For the aerospace and defence sectors, the diverse nature of indirect procurement spending means that significant savings can be made through having the right MRO strategy

The UK’s aerospace and defence sector is world-renowned for the quality of its engineering and the final product. The two sectors have been performing strongly in recent years with aerospace turnover increasing £1.9bn to £31.1bn in 2015 and defence going up £2bn to £24bn in 2014 [1].
 
However, there has been, and continues to be, a number of pressures on the industry as the Ministry of Defence (the biggest single customer) has cut spending following the government’s austerity measures. Now, there are concerns over one of the UK’s largest export markets, the EU, following the recent vote to leave it.
 
As such, it’s never been more important to look at making efficiency savings on soft costs such as MRO (maintenance, repairs and operations) procurement. Not only can a strong MRO strategy help improve the bottom line; it can also improve the effectiveness of operations in this highly innovative industry. 
"If a company is develoing a prototype, it's important to have access to the key parts and components quickly"Keith Johnson, Industry Sector Manager, RS
The value of an MRO strategy
The first step to putting the right MRO process in place, according to Helen Alder, Head of Knowledge and Product Development at the Chartered Institute of Procurement and Supply, is to understand the value of getting it right. “Organisations don’t always understand what MRO is in the first place, and therefore they do not see the need to have a strategy to deal with MRO,” she explains. “There are a number of reasons why you should have an MRO strategy, but probably the most significant is that among the products you purchase will be items that would cause your operations to grind to a halt if they went wrong and you can’t replace them quickly.”
 
“Ultimately, the most important thing is to keep your business running so that you don’t have downtime that incurs costs and affects profitability,” Adler adds. “The answer is to have a very reliable set of approved suppliers that you can trust to have the products you need in stock. Part of the process is working with suppliers to identify which key products are essential for keeping your business running, and then making sure that this core list is stocked at all times.”
 
MRO purchases play a particularly important role in the R&D stage of the production cycle. “If a company is developing a prototype, it’s important to have access to the key parts and components quickly,” says Keith Johnson, Industry Sector Manager, RS. “Timeliness is important, so having to wait several days for the right part will be costly.”
 
It’s this potential cost in delaying a project that Alder believes manufacturers should focus on first and foremost. “With this sort of key component, price is not always the main factor,” she explains. “The importance of being able to get stock and have it delivered quickly makes it worth potentially paying a higher list price, because any delays in getting a critical part would cost the business much more in the long term.”
 
By its nature, MRO purchases tend to cover a highly diverse range of products, so it’s vital that aerospace and defence companies have the right suppliers in place. “You need a supplier with expertise in the industry,” says Johnson. “Someone who can bring specialist vendors to the table if needed, but have the capacity to deliver parts quickly, sometimes to remote locations (which are often used for testing).”

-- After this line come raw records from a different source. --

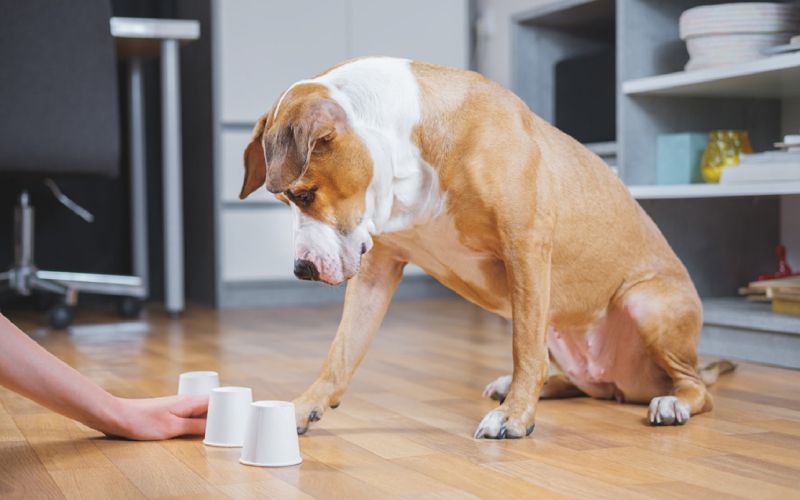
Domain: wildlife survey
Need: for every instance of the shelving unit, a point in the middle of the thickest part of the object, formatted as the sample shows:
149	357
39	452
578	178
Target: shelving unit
724	234
771	77
655	192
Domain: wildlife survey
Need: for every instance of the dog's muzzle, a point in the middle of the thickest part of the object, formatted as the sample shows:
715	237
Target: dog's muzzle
306	270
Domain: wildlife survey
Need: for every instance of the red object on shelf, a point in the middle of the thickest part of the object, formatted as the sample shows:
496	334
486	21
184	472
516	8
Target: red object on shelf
784	271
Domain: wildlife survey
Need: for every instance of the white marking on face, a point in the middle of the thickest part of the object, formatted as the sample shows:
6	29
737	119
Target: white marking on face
336	256
381	98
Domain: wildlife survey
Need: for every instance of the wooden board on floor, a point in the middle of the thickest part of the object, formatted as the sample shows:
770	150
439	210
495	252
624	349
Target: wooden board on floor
404	430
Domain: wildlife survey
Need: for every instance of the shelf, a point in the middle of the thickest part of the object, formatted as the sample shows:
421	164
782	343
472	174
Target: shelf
713	190
739	313
773	77
736	328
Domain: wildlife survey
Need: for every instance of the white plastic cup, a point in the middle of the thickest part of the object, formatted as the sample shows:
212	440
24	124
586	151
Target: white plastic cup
228	409
271	437
197	383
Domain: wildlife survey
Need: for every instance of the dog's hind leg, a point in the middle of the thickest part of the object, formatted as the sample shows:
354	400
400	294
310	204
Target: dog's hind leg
669	316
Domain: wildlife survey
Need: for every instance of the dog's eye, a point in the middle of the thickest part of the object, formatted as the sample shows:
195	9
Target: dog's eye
302	198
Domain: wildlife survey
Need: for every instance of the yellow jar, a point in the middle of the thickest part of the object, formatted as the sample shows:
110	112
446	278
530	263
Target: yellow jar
724	147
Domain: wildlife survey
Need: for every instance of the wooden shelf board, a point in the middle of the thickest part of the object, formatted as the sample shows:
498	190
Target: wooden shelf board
771	77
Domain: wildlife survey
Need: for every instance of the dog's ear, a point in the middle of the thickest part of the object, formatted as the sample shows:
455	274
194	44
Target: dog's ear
289	146
255	165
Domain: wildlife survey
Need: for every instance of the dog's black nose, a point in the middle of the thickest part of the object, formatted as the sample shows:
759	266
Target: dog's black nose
306	270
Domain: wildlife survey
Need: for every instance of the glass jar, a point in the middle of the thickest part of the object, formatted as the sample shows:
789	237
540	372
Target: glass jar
724	147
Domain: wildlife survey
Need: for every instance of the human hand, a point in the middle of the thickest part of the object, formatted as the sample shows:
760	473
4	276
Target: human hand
160	418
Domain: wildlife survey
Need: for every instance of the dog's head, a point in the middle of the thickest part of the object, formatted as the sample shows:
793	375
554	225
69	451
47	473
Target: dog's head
307	154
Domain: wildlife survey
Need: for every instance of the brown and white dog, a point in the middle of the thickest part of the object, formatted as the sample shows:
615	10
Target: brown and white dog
387	161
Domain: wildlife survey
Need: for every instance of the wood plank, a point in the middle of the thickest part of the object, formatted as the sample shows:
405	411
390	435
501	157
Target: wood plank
404	428
22	475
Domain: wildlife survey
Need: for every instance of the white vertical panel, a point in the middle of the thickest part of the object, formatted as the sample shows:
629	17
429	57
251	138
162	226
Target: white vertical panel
257	244
266	45
434	31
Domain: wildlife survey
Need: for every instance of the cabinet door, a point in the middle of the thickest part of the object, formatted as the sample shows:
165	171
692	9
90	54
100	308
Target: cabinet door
263	46
431	31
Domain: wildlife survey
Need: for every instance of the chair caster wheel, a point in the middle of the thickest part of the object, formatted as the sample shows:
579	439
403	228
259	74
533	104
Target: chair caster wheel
60	316
129	307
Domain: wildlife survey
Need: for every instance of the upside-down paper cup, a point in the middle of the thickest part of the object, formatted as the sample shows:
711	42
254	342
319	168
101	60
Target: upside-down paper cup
197	383
271	437
228	409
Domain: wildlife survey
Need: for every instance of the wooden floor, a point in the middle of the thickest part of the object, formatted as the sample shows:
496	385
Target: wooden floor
405	427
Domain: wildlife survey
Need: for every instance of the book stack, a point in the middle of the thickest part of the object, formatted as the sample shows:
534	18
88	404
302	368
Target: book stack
783	293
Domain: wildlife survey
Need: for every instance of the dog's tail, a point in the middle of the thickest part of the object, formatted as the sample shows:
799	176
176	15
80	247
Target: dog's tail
711	372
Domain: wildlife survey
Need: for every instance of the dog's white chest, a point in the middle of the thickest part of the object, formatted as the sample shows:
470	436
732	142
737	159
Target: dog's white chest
437	248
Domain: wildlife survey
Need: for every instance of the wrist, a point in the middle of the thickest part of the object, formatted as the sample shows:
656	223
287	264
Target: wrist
113	417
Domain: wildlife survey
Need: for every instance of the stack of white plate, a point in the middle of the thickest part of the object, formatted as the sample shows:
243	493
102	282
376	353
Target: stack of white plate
736	32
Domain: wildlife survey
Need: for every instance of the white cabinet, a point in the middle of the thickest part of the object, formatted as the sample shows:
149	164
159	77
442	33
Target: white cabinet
257	244
266	45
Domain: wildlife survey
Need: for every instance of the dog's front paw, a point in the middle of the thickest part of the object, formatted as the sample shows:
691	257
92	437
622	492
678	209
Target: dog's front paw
306	412
498	388
668	410
502	424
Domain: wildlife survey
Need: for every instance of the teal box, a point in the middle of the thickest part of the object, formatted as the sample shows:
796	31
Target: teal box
679	156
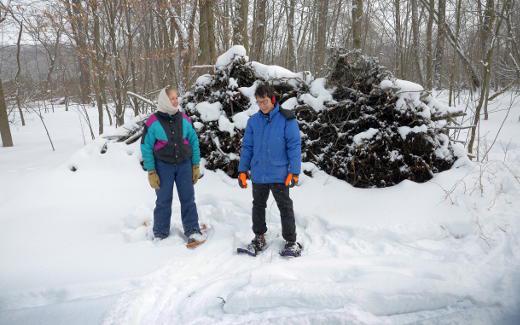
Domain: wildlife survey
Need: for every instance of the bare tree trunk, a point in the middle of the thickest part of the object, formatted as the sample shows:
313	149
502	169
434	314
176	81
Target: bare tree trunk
186	43
453	68
357	21
98	62
240	23
398	39
208	53
18	72
439	49
429	47
291	41
111	11
78	19
321	46
259	24
485	33
130	46
416	41
484	93
5	131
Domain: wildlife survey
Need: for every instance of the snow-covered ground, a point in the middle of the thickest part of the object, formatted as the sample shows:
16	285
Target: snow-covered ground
74	246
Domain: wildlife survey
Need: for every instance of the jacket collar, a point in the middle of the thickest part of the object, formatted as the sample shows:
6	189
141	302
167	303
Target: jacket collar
166	115
271	114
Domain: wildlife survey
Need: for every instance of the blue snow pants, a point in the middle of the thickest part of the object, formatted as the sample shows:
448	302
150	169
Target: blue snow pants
181	175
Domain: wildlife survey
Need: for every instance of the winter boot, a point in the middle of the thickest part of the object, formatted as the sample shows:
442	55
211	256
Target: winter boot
291	249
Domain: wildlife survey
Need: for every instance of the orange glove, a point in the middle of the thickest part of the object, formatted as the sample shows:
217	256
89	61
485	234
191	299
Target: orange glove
242	179
291	180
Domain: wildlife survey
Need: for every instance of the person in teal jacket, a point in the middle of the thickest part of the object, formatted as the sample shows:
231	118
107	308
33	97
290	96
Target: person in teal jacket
171	155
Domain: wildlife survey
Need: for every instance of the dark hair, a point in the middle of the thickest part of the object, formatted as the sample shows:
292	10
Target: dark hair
264	90
169	88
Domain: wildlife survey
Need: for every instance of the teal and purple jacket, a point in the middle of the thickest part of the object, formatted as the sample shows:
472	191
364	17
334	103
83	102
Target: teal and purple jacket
170	138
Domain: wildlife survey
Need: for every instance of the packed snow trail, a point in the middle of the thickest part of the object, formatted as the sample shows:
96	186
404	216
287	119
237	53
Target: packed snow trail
368	259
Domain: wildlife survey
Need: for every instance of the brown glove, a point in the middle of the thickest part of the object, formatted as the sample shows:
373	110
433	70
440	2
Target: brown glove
242	179
291	180
196	173
153	179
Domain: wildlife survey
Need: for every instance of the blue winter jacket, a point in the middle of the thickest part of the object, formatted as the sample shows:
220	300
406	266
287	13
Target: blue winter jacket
271	147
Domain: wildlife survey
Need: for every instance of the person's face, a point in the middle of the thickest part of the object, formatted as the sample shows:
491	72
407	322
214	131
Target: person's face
172	95
265	104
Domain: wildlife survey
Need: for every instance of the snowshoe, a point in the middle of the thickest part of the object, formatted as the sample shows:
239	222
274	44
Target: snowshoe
198	238
257	245
291	249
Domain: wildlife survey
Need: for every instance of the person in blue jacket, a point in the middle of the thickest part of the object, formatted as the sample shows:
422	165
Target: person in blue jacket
271	151
171	155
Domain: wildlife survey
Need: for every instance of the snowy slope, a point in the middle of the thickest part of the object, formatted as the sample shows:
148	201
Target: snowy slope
74	246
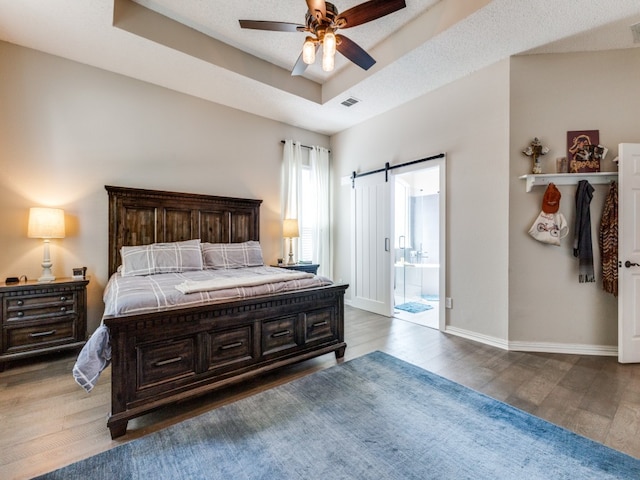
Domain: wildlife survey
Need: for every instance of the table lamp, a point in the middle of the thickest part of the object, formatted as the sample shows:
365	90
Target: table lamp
290	231
46	223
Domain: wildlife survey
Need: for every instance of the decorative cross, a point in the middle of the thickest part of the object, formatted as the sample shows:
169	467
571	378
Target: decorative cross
536	150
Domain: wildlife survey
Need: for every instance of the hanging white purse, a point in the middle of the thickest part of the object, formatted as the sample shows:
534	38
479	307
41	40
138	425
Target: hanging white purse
549	228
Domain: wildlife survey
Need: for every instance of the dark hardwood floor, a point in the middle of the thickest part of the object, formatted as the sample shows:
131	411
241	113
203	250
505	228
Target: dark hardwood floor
47	421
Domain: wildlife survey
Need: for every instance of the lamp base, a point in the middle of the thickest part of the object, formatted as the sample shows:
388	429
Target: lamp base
46	278
291	261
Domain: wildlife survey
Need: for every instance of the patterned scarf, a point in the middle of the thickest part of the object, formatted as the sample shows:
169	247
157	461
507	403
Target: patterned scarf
582	246
609	241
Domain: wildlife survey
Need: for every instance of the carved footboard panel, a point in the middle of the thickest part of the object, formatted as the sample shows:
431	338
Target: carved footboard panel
163	358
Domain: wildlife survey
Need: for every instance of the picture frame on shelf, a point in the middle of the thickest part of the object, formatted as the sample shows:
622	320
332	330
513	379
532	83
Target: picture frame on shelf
584	151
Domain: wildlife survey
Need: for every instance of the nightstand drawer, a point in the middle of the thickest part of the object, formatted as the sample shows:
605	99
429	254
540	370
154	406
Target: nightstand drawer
38	318
38	336
25	308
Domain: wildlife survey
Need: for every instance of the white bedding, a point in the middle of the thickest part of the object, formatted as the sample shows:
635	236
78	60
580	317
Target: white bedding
159	292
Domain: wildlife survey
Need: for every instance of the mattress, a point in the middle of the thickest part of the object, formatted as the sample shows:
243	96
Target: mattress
133	295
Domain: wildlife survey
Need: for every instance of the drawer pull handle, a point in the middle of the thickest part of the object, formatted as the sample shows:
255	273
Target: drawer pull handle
167	362
280	334
42	334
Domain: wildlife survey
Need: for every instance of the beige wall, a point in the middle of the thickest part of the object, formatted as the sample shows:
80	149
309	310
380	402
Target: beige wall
550	95
66	130
468	120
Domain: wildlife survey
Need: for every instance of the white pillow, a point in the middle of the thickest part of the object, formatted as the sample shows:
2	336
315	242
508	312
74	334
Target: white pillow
173	257
232	255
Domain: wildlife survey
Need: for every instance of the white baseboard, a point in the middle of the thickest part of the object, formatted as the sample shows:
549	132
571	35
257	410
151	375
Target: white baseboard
541	347
569	348
478	337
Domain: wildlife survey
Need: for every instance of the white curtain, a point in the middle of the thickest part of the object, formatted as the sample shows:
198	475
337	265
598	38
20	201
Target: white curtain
319	162
291	187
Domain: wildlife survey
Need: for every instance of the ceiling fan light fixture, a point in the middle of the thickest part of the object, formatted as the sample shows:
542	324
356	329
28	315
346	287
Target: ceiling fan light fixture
309	51
328	62
329	43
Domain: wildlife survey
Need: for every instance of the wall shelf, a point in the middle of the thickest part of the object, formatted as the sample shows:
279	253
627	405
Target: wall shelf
543	179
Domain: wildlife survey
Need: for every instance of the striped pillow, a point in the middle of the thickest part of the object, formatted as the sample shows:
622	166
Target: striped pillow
232	255
174	257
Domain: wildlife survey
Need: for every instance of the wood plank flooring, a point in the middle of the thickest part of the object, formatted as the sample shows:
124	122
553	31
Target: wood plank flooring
47	421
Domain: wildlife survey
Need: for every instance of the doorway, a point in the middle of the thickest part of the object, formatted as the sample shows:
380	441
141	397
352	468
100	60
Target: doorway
417	241
385	263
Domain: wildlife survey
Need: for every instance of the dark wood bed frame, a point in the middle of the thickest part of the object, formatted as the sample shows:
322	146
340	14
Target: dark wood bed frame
162	358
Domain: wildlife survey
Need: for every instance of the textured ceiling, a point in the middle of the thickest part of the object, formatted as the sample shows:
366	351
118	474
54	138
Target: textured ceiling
197	47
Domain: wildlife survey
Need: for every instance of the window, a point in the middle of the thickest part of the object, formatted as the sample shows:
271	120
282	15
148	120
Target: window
309	215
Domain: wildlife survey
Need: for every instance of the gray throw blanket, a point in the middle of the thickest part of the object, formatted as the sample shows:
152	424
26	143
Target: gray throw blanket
582	246
94	357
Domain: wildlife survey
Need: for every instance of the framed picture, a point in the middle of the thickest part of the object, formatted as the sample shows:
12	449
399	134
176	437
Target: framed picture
584	151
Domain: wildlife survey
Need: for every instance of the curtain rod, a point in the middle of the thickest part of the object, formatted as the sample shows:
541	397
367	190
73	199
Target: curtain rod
304	146
387	167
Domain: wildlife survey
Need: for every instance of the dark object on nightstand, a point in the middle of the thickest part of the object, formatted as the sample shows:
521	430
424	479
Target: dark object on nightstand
39	318
301	267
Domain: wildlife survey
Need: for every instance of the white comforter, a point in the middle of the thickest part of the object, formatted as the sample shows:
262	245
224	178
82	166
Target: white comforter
168	291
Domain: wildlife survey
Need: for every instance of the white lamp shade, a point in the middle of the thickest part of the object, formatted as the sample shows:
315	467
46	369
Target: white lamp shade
290	228
46	223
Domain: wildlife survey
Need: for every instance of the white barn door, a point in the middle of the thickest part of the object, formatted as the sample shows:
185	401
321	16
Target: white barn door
629	253
371	246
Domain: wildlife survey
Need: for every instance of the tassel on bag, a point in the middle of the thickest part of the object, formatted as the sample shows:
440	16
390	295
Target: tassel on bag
550	226
609	241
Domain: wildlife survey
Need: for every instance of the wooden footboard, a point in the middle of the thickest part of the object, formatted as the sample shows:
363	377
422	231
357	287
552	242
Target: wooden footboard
162	358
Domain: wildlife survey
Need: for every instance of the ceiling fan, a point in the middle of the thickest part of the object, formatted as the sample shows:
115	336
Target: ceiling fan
322	21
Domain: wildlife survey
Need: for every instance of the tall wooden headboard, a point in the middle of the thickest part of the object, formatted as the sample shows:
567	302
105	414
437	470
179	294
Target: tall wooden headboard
140	217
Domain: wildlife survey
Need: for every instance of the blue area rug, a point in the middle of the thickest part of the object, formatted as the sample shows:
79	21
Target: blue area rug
375	417
413	307
431	298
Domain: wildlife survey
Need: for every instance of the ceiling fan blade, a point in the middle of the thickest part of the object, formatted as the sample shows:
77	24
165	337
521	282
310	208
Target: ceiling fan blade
367	11
273	26
354	52
318	8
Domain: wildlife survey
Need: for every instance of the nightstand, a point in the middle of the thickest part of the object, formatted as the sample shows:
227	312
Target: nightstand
302	267
39	318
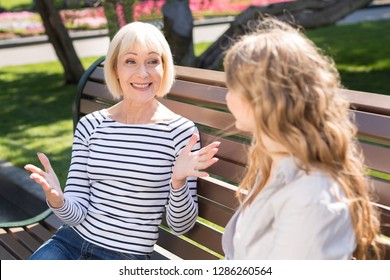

"There could potentially be very serious consequences if the wrong parts found their way into an aircraft through maverick spending"Helen Alder, Head of Knowledge, CIPS
“Maverick” spend
The next issue to resolve is around who orders these parts, and how. “There is a constant battle around what is right for the engineer” says Johnson. “Engineers often have their own priorities and don’t look at the big picture in terms of overall spending and efficiency for the company.”
 
The result is the potential for individuals to source parts for themselves from a variety of sources. “There is a massive risk of ‘maverick’ spend,” says Alder. “If engineers are buying parts from non-approved suppliers it may cost more and possibly take longer to source, but the biggest issue is the quality of the parts.
 
“It’s not unknown for engineers to search the internet and buy parts that turn out to be counterfeit or that don’t meet the required quality levels,” she adds. “The idea of this happening in the aerospace industry is frightening, and clearly could potentially have very serious consequences if the wrong parts found their way into an aircraft.”
 
By consolidating suppliers for MRO purchases down to a small, approved group, it’s possible to monitor spending, streamline the ordering process and, most importantly, to ensure that all products meet the standards required.
 
Ideally, suppliers should be chosen that could integrate into your business’s computer systems. “At RS we offer a punch-out eProcurement system where end users can order direct from an electronic RS catalogue on their system,” says Johnson. “They can search for what they want and when they order it just shoots it back into their system. This makes the process simple and timely for engineers, but also allows procurement to keep an eye on spending and consumption patterns.”